The 4th Dimension premiered at this year's Philadelphia Film Festival amid much acclaim and sold-out screenings. Three local filmmakers, Tom Mattera, Dave Mazzoni (a co-writing/co-directing team), and producer Daniel M. Kalai created an enigmatic sci-fi/philosophical/psychological/think-piece that manages to avoid most of the pitfalls of your average sci-fi/philosophical/psychological/think-piece and, what's more, found a pretty sizeable audience for it. The film went on to win the NFL Technical Achievement Award from the Philadelphia City Paper Festival of Independents. Tom, Dave, and Dan sat down with, um, the website recently to give their views on the making of the film.
DDT: What is it like to co-direct a film? Does anyone have “final cut?” Is one better with actors and the other better with camerawork? (For Daniel: What is it like to work with two directors at once?)
Tom Mattera: Dave and I work very well together. We are both on the same page – it’s almost like we share the same mind, even though we are have completely opposite temperaments. Dave is fast-paced, while I am very laid back. During brainstorming, our opposite demeanors coming together result in a lot of energy and emotion in our work. We also keep each other in check – there’s always the option of having a second set of eyes on each of our ideas to be sure that they really work in the overall scheme of things.
We collaborate on every aspect of the production, and every creative decision that is made. On set, we meet with each actor together. It serves as a group session where we offer suggestions while not limiting the actors from a truly organic performance. It makes for a very free and creative environment. We’ll also meet with our director of photography (Daniel Watchulonis) as a group and treat it the same way. It’s great that there are two of us, because as a director, you need to cover a lot of ground. Once we have had our initial meetings, and the scene is under way, Dave and I are interchangeable – so we can bounce back and forth between actors, camera, production design, etc. It’s like being at two places at once.

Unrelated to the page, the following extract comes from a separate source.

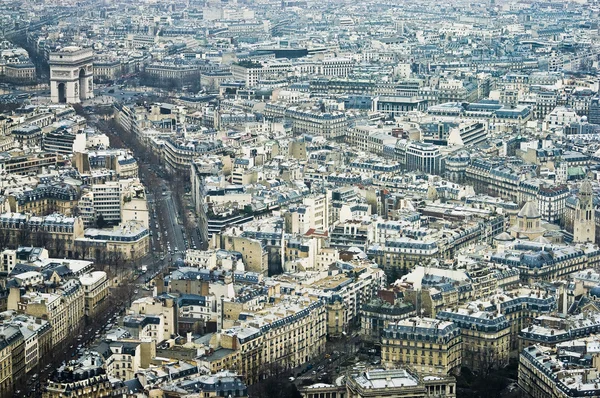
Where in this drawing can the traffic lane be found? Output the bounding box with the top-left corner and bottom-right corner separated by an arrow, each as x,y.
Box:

Daniel Kalai: I had my apprehensions at first about working with two directors. Opinions can differ and creative visions can change. This was never the case with Dave and Tom. They always knew what they wanted and that made my job easier and sometimes more difficult. They were always open to new ideas and invited my opinions on many issues. It was never about ego. It was always about making the best film. Dave and Tom always collaborated with all elements to make the best film we collectively could.